Dzisiaj mam Wam do pokazania sutaszowe kolczyki, które zrobiłam dla mojej koleżanki. Chciała Ona, żeby były podobne do tych:
Monika znalazła je w internecie, TU macie link do nich. Miałam zrobić coś podobnego, ale oczywiście nie takiego samego. Postanowiłam zmniejszyć ilość drobnych koralików oraz "zawinięć". Oto efekt mojej pracy:
Przyznam szczerze, że pierwszy raz zszywałam więcej niż 3 sznurki, więc było trochę ciężko. Wydaje mi się, że mimo to, wyszło całkiem przyzwoicie i równo :)
Na koniec, na życzenie "klientki", zawiesiłam na dole łezkę (przepraszam za słabą jakość zdjęcia):
Jak Wam się podobają? Myślicie, że zbyt podobne do tych, znalezionych przez Monikę?
P.S. Tematem kolejnego wyzwania Kreatywnego Kufra jest Tanzania.

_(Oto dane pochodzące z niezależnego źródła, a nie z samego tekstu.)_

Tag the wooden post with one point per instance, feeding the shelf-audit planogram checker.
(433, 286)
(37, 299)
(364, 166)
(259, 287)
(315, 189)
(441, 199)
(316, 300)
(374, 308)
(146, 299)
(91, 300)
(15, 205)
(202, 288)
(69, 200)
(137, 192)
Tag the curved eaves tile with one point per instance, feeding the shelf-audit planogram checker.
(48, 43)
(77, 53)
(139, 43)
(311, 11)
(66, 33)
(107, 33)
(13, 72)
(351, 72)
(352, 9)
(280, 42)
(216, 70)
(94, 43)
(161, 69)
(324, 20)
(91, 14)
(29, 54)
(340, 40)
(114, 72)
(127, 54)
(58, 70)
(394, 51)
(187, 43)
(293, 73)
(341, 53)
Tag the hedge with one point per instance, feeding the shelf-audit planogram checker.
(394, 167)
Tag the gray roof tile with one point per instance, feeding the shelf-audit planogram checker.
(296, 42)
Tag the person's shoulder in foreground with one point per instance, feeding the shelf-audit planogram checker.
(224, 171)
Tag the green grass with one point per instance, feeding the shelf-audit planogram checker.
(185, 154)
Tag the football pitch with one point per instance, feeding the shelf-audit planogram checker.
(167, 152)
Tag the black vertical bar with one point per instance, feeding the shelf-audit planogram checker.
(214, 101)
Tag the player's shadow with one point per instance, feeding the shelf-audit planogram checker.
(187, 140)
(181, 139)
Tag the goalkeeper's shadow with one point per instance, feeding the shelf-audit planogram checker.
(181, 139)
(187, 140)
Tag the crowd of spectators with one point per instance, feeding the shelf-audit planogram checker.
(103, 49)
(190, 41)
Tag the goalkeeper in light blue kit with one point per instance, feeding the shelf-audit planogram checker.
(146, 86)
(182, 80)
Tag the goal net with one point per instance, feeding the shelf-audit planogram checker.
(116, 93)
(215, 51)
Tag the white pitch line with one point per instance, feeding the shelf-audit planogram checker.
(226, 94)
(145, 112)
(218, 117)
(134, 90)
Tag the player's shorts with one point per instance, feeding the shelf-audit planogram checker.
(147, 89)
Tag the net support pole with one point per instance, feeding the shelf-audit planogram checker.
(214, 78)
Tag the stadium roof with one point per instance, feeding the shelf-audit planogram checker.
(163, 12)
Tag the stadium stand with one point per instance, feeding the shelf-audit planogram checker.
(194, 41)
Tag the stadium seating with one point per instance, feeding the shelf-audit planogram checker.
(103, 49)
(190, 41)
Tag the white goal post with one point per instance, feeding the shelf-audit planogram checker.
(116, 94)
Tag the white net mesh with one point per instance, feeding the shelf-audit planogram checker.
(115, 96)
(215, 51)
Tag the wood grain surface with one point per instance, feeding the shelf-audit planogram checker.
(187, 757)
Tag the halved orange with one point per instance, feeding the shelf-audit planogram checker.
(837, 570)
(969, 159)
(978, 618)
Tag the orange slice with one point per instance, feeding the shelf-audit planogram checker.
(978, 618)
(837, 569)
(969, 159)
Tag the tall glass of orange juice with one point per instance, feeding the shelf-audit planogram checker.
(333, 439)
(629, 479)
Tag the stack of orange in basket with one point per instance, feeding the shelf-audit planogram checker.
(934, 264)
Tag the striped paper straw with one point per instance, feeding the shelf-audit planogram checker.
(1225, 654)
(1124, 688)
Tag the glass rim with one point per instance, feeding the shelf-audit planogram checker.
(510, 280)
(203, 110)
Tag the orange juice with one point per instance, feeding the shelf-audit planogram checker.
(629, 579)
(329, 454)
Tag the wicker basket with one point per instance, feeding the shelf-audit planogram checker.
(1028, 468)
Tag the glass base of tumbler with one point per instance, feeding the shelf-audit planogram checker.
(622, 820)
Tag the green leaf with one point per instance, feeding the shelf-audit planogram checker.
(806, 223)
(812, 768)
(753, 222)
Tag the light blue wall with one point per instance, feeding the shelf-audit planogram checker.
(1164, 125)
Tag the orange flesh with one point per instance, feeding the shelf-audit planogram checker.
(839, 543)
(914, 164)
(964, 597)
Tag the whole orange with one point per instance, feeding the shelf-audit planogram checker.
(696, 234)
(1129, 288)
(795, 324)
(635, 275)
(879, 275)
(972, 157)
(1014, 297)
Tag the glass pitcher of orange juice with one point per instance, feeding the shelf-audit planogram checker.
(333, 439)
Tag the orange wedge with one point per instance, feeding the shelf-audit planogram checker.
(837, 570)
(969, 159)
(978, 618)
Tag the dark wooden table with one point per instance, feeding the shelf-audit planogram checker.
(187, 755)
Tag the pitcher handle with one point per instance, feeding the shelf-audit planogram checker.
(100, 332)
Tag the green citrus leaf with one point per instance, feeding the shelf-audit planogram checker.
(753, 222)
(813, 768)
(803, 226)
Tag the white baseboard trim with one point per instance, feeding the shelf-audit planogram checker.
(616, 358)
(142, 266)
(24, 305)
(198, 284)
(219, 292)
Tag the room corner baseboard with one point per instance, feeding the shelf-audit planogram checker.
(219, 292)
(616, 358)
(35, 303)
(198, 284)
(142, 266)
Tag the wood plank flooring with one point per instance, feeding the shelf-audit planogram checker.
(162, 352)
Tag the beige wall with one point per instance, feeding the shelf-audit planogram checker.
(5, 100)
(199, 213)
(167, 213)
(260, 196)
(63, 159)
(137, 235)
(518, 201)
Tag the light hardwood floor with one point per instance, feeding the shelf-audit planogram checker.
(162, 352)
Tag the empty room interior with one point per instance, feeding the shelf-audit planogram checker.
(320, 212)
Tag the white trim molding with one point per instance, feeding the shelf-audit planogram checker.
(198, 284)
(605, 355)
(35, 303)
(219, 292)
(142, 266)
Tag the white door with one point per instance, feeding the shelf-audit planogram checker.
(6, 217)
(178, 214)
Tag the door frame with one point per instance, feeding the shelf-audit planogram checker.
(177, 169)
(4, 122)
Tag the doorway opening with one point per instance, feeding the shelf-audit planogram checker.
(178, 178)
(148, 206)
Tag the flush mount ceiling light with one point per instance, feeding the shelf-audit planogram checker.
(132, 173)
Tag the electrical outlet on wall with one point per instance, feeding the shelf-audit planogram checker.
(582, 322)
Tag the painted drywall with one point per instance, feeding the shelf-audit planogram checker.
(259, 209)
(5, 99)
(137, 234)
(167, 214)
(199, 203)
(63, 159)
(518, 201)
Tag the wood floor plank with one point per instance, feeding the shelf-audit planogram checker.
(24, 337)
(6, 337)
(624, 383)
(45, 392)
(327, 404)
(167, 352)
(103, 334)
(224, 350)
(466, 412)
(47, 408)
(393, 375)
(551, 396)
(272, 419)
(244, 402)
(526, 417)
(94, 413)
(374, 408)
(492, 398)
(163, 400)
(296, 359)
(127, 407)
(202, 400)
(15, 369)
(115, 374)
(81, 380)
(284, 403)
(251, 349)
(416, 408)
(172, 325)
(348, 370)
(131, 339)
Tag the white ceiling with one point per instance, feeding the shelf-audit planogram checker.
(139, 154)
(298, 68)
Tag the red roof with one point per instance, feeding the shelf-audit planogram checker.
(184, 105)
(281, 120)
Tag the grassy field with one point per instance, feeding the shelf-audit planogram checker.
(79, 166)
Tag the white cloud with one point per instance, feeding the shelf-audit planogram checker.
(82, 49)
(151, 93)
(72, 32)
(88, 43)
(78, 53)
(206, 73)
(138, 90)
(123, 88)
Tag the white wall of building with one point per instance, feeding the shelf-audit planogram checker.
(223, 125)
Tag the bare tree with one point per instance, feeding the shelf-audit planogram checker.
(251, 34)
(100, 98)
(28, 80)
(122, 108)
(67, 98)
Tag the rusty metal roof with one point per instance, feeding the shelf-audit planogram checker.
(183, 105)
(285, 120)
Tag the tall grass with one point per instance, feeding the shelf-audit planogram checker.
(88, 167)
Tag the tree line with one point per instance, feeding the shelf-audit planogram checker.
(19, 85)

Mam już pewien pomysł na bransoletkę :) jeśli mi wyjdzie tak, jak wygląda w mojej głowie, to będzie fantastyczna! :D Ale może macie jakieś skojarzenia z tym krajem, jako inspiracje dla mnie? :)
Pozdrawiam Was!
Olga
"Będzie fantastyczna" - oby to nie była zuchwałość, ale spełniona obietnica ;P Czekamy!
OdpowiedzUsuńNo niestety... utknęłam na tej bransoletce. Może kiedyś uda mi się ją skończyć.
UsuńCzy można u ciebie zamówić takie kolczyki? I ile to by kosztowało? Nie mam na myśli identycznych, powiedzmy inne kolory, ale wielkość tych powyżej :)
OdpowiedzUsuńjasne że można :) Napisz mi maila, to się dogadamy :) olgak.jura@gmail.com <- na tego najlepiej :)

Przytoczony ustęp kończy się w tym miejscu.